Dr. Buswell read the book and wrote an initial reply. Van Til then responded to that letter, and finally, Buswell replied with the substance of his critique of Van Til’s work. What is still unclear all these years later is how it was that the three letters were then gathered together, transcribed and reproduced. It is at least clear that the correspondence was distributed to a wider audience, since the same compilation, on 8.5″ x 14″ paper, is found in several different collections here at the PCA Historical Center.
The first two letters are reproduced in the post linked above, along with the first portion of the third letter. To do justice to the real substance of Buswell’s critique, as it appears attached to the third and final letter, really demands inclusion of the referenced portions of Van Til’s book. That will take some work, but perhaps by the end of the summer. Or if someone wants a summer project . . .

[There was a later Buswell-Van Til exchange in 1948, and I will plan to post that in the near future.]


----------



## Steve Curtis (Jun 29, 2011)

Interesting!

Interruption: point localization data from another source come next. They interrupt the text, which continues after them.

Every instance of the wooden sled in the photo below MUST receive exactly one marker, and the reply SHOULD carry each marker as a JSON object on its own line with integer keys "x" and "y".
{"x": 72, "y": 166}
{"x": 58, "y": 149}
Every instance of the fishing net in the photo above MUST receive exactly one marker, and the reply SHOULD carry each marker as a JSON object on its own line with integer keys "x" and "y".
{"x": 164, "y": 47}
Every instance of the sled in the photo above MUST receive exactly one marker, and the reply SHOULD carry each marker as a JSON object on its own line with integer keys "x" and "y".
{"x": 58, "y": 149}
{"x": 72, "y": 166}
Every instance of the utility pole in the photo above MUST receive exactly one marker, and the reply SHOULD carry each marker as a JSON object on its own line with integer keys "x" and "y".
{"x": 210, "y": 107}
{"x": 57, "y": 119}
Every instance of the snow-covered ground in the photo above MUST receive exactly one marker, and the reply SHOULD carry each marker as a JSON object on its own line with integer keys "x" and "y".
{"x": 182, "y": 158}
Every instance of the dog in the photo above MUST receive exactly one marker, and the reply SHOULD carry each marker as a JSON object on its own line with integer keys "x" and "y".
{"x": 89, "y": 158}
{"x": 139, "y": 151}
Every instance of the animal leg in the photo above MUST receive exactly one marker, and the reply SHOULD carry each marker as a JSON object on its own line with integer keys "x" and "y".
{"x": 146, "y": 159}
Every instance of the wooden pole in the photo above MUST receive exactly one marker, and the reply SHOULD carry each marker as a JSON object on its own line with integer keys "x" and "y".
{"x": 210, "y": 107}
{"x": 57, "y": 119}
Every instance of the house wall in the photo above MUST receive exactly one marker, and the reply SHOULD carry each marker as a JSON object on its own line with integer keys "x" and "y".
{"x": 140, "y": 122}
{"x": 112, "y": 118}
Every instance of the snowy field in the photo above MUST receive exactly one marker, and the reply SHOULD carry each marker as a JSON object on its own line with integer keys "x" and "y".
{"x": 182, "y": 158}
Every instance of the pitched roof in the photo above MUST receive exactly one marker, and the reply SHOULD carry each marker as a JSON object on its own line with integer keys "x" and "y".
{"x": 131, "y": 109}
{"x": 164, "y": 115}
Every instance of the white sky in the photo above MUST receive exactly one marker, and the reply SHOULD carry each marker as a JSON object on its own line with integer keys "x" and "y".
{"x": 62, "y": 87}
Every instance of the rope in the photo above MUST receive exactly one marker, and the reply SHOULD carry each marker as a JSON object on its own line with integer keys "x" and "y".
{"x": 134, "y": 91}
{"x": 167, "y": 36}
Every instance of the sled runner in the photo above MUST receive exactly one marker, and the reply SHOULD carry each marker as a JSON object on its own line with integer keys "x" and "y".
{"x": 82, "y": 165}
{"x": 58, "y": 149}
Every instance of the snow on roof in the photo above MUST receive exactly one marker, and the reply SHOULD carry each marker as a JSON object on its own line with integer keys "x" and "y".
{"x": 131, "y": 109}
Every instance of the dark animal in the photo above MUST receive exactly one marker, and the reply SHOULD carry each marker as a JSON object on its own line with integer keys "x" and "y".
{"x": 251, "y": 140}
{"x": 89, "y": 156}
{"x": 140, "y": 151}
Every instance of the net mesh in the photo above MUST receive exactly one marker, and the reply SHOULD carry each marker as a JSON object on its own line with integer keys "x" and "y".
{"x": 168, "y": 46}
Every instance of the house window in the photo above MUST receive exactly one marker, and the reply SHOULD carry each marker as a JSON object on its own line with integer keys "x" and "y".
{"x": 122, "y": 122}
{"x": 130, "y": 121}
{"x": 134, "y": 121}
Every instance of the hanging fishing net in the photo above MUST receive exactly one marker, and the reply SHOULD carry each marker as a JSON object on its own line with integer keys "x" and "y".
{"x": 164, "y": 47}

I look forward to reading the full critique (but, alas, no.... I cannot afford another summer project!) Still, the exchange thus far has piqued my interest.


----------



## MW (Jun 29, 2011)

Wayne, thanks for the good work. The main lines of criticism and response are already appearing at this early date.

Some kind of interaction had obviously taken place on "last Monday evening," which set the correspondence in motion. I wonder what took place.


----------



## Wayne (Jun 29, 2011)

> Some kind of interaction had obviously taken place on "last Monday evening," which set the correspondence in motion.
> I wonder what took place.



We may never know. However, with that hint in mind, I can review the very limited amount of CVT correspondence among the Buswell Papers, 
and conversely, someone in Philadelphia could look through Van Til's Papers at Westminster. Not sure it's worth that effort, and finding an answer to
that question is really a shot in the dark, but you never know.


----------



## Wayne (Jun 30, 2011)

I've just posted the final part of that Buswell-Van Til exchange. Posted is the substance of Buswell's critique of Van Til's book on Christian Apologetics.

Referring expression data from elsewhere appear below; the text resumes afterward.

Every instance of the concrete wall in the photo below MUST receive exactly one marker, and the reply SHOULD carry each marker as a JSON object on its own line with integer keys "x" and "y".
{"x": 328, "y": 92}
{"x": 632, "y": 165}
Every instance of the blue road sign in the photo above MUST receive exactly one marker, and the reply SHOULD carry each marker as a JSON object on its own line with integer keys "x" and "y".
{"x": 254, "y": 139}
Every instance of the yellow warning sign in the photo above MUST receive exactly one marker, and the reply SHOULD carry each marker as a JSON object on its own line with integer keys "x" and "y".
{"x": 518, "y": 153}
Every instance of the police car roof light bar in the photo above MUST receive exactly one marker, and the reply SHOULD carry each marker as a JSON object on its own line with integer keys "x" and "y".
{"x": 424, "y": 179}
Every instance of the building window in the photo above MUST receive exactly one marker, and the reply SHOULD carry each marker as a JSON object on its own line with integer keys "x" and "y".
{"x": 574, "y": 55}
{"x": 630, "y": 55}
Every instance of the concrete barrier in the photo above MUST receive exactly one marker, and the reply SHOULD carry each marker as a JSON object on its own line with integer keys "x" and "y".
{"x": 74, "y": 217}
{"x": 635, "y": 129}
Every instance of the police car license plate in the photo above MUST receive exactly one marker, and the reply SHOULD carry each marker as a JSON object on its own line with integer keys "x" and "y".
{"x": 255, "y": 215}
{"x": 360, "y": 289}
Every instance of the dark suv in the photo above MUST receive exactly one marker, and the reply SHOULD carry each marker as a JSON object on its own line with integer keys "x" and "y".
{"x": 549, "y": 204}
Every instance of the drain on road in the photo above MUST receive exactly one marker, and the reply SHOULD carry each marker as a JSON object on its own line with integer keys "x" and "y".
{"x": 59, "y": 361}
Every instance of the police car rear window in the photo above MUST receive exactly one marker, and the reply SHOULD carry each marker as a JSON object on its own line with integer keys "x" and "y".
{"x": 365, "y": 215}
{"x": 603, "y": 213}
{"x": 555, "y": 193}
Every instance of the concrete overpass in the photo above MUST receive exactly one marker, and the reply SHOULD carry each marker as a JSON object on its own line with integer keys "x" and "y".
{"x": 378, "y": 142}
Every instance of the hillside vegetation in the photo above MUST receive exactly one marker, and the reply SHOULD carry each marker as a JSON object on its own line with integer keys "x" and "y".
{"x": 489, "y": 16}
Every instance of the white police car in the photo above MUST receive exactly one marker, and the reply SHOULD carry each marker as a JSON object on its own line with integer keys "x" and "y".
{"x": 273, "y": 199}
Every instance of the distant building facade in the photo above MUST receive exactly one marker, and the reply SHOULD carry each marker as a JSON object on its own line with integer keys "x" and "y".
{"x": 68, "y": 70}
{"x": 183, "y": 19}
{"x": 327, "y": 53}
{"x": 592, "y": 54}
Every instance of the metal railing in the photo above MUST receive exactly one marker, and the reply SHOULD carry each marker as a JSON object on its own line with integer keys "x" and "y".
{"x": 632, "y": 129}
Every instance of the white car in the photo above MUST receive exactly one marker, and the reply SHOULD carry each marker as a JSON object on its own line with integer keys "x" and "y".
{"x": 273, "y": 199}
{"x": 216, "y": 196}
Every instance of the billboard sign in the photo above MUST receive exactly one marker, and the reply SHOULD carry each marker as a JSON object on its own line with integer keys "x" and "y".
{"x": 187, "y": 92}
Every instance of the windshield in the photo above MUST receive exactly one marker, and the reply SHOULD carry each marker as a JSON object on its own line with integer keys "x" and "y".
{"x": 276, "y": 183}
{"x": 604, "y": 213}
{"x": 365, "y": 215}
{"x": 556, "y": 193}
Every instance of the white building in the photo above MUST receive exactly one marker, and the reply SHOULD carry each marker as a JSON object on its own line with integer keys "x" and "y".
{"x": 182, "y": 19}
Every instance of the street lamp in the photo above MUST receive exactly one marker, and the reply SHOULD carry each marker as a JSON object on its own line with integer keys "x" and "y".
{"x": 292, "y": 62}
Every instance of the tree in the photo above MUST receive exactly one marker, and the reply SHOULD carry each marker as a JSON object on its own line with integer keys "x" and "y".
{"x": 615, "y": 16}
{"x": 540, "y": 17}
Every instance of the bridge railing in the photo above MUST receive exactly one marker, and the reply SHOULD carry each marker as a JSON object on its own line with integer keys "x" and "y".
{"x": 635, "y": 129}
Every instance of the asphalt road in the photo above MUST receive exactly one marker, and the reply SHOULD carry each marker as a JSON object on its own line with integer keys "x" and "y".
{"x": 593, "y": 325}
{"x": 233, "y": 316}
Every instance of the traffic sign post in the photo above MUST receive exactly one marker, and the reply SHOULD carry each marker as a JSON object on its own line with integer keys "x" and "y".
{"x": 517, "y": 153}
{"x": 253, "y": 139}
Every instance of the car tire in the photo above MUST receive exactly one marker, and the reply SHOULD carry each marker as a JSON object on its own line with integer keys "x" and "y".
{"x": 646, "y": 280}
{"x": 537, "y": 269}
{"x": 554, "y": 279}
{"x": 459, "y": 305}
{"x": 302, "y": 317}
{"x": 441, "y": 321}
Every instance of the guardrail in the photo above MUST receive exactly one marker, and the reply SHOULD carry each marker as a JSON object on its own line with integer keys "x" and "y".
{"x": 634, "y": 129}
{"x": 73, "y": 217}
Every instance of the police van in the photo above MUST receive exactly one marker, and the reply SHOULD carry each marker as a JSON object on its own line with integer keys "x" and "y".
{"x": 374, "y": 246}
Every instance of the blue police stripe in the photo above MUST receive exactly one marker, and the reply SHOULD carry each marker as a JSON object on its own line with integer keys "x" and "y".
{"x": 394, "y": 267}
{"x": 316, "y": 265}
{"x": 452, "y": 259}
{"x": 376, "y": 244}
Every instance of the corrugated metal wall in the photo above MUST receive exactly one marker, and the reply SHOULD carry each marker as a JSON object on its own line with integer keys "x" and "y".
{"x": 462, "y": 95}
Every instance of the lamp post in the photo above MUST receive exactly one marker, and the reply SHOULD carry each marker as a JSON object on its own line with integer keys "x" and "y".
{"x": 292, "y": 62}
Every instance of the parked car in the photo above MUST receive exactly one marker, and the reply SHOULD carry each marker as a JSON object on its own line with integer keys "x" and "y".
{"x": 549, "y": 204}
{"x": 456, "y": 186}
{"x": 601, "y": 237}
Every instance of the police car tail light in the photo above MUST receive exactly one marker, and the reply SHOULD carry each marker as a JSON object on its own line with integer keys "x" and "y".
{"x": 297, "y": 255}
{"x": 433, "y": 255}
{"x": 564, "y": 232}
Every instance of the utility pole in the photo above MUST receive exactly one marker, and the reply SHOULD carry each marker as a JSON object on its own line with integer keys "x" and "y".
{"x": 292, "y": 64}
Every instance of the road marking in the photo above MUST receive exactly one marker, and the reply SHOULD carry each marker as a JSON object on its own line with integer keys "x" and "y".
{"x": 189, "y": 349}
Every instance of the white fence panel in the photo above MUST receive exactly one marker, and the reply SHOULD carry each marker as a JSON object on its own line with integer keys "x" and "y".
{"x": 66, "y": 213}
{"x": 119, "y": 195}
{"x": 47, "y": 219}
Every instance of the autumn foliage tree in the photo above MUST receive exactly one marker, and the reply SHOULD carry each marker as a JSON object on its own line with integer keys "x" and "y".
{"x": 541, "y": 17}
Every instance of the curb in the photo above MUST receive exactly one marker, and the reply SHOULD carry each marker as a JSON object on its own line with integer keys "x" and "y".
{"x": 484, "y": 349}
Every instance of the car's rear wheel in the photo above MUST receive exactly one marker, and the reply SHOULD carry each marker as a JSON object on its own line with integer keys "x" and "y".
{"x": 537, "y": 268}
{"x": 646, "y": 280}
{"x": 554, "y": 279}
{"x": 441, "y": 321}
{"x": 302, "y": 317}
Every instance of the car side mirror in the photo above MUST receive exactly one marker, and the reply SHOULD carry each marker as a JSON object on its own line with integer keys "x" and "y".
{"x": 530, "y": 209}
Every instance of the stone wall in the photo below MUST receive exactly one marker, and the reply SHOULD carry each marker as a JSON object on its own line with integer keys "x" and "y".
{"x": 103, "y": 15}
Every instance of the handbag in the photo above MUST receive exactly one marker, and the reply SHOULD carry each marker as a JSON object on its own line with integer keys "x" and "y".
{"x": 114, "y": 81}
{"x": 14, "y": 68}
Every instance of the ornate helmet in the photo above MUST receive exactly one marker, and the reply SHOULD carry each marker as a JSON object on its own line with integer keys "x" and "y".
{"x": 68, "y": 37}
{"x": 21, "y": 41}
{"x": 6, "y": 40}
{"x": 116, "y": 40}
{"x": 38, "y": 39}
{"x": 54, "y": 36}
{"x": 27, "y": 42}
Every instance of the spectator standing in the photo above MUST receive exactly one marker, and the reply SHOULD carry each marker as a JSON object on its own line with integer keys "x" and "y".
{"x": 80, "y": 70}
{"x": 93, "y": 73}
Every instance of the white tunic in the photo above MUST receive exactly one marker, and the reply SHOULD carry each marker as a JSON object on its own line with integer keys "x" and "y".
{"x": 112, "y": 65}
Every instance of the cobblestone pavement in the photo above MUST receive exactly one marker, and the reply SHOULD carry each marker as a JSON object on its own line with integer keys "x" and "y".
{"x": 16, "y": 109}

The Heart of Buswell’s Critique « - The Continuing Story -


----------



## Philip (Jun 30, 2011)

> The book was later published in 1939 by the Theological Seminary of the Reformed Episcopal Church.



Any reason why it was published by the REC?


----------



## Douglas P. (Jun 30, 2011)

This is great, thanks for sharing!

My one overwhelming point of agreement with Dr. Buswell:



> (4) Several of your terms I wish might be more specifically defined.




I love Van Til's response to # 2:



> If Dr. Machen has shown that the resurrection of Christ is an historical occurrence he has done an inestimable piece of service. But if then the pragmatist philosopher comes along and says that that is an interesting item in this strange world but that it has no universal significance, the factual discussion is in itself for that man quite fruitless unless it is supplemented by or preceded by a discussion of the philosophy of fact.



It is this exact point which in my experience has opened the most eyes on the problem of evidentialism.


----------



## Wayne (Jun 30, 2011)

Philip:

I don't know why the Reformed Episcopal seminary was the publisher of that volume. I do know that the REC used to be much more Reformed and that even in the 1970s there was a good relationship between Westminster and the REC seminary there in Philadelphia. I drove over there once for a book sale and it was an impressive campus. 

I presume that their seminary had the ability and perhaps such interest in using the work as to warrant publishing it. Westminster at that point in time would not have had the financial ability, I don't think.


----------